Sunday, April 20, 2008

(HERALD) Mbeki defends ‘quiet diplomacy’

Mbeki defends ‘quiet diplomacy’

SOUTH AFRICAN President Thabo Mbeki has defended his "quiet diplomacy" approach in Zimbabwe, saying that "loud diplomacy" was no diplomacy and the Zimbabwe Electoral Commission should be allowed to do its work without undue pressure. Examining criticism of his quiet diplomacy towards Zimbabwe, President Mbeki asked: "What is loud diplomacy? Well, it is not diplomacy, it can’t be." While some countries "may shout", Southern African countries had a responsibility to try to broker an agreement between Zanu-PF and MDC, Mr Mbeki said. He said ZEC should not be rushed into completing its work.

"I am quite certain it would be wrong for us to be shouting at the ZEC," he said.

President Mbeki, however, said his "no crisis" assessment had been misinterpreted, South African radio reported on Thursday.

"This story I said there was no crisis in Zimbabwe . . . I haven’t the slightest clue where it comes from," Mr Mbeki said following a special United Nations Security Council session in New York, where African leaders rejected Western pressure to condemn Zimbabwe’s elections.

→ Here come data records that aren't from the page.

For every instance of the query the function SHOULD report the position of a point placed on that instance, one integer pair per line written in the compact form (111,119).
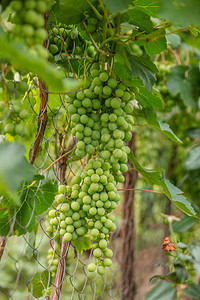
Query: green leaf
(192,290)
(70,12)
(146,99)
(150,7)
(4,223)
(139,19)
(162,291)
(183,12)
(192,161)
(117,6)
(184,224)
(82,243)
(39,283)
(23,59)
(192,132)
(177,83)
(140,69)
(175,195)
(151,118)
(153,177)
(173,40)
(14,168)
(42,198)
(156,47)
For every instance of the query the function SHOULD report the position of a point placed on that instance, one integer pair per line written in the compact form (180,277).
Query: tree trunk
(128,287)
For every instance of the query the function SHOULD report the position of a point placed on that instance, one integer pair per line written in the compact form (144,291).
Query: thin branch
(140,190)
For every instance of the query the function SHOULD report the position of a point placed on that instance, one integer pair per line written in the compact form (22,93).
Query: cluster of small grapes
(99,196)
(68,214)
(53,257)
(85,121)
(66,37)
(28,20)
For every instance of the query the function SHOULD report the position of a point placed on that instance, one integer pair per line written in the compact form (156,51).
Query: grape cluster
(28,20)
(68,214)
(53,258)
(67,37)
(99,196)
(85,121)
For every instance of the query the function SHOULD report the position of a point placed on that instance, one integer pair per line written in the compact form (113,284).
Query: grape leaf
(163,290)
(39,283)
(151,118)
(139,19)
(70,12)
(184,224)
(150,7)
(192,161)
(146,99)
(117,6)
(82,243)
(14,168)
(192,290)
(183,12)
(153,177)
(23,59)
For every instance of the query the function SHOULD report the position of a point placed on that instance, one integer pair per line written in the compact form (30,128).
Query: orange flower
(168,245)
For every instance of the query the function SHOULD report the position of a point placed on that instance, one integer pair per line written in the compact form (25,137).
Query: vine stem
(64,247)
(140,190)
(42,118)
(66,53)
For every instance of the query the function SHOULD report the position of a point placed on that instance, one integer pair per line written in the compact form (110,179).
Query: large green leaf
(192,161)
(117,6)
(150,7)
(151,118)
(162,291)
(139,19)
(178,84)
(192,290)
(39,284)
(14,168)
(175,195)
(23,59)
(183,12)
(70,12)
(146,99)
(184,224)
(153,177)
(42,198)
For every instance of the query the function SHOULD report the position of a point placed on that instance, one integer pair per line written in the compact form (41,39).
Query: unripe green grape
(98,90)
(80,231)
(103,76)
(68,220)
(91,267)
(9,128)
(97,252)
(107,262)
(108,253)
(95,73)
(102,244)
(100,270)
(115,103)
(112,82)
(65,207)
(67,237)
(92,211)
(119,92)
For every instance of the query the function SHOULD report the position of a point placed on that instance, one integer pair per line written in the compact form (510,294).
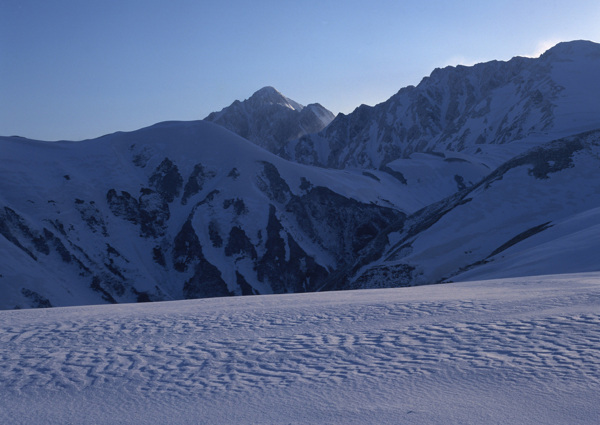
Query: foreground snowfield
(523,350)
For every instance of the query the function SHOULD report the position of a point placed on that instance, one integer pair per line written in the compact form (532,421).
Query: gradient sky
(76,69)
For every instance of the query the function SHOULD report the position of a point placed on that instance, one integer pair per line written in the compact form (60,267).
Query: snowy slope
(176,210)
(535,214)
(467,109)
(520,351)
(270,119)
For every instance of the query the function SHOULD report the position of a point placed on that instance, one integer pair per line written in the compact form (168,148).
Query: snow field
(524,350)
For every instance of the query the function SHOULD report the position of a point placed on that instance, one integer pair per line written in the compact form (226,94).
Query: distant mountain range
(477,172)
(270,119)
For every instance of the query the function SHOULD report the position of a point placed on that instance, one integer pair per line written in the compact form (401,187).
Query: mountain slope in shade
(467,109)
(537,213)
(167,212)
(269,119)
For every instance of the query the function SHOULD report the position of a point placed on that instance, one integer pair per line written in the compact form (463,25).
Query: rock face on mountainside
(269,119)
(478,172)
(463,109)
(538,213)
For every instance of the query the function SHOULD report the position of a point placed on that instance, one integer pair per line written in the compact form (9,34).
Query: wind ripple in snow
(191,350)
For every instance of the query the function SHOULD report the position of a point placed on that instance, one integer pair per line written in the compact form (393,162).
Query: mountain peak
(269,119)
(571,49)
(270,96)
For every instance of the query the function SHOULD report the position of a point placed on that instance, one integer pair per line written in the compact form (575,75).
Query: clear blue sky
(75,69)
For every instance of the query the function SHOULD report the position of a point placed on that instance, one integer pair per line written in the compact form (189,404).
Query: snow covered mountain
(167,212)
(467,109)
(538,213)
(479,172)
(270,119)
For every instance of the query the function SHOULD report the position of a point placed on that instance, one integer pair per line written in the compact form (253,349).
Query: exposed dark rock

Speaking to reporters after the meeting, Mr Mbeki said his declaration in Harare last weekend that there was no crisis was in response to a question about "the elections . . . not about the socio-economic conditions or anything like that".

However, the economic and social problems have largely been a result of illegal economic sanctions imposed by the West — at the instigation of Britain, the European Union and the United States — that have seen lines of credit and balance of payments support from multilateral institutions blocked.

Mr Mbeki, Sadc’s mediator in Zimbabwe, has been under fire in recent days for resisting pressure to condemn Zimbabwe.

President Mbeki’s remarks about "loud diplomacy" appeared aimed at British Prime Minister Gordon Brown, who has been at the forefront of the campaign to demonise Zimbabwe.

There have been indications that the South African leader has been growing increasingly irritated by pressure from Western countries, mainly former colonial power Britain, to take a tougher stance against Zimbabwe.

After attending a conference with Brown in Watford, England, last week, Mr Mbeki was pressed by UK journalists to explain why he was not taking tougher action on Zimbabwe. He retorted: "Zimbabwe is not a South African province, can we agree about that?"

At the Security Council on Wednesday, President Mbeki delivered what media reports called an amazing snub to Brown. Brown had been expected to pressure Mr Mbeki to speak out against Zimbabwe’s polls, but the South African leader cancelled the meeting because of a "diary clash", officials said.

South Africa’s UN ambassador, Mr Dumisani Khumalo, told Times Online that President Mbeki changed the planned meeting with Brown because "he only arrived in the early hours of the morning".

But another South African official said President Mbeki had arrived on time in New York, before 9pm on Tuesday night. After learning of the "clash", Brown cancelled a planned Press conference at the UN Headquarters.

The meeting was replaced by what a British official called a five-10 minute "brush-past" with President Mbeki in a room backstage.

Mr Mbeki, chairing the Security Council summit on African Union-UN co-operation, pointedly made no mention of Zimbabwe.

Stung by Mr Mbeki’s unwavering stance, MDC-T leader Morgan Tsvangirai is now calling on Sadc to replace the South African leader with Zambian President Levy Mwanawasa as mediator in Zimbabwe.

Mr Mwanawasa bowed to Brown’s pressure to call a Sadc Extraordinary Summit to discuss the Zimbabwean elections, but the regional body resolved that ZEC should complete its work while Mr Mbeki should continue to mediate on outstanding issues. — Sapa-DPA-Herald Reporter.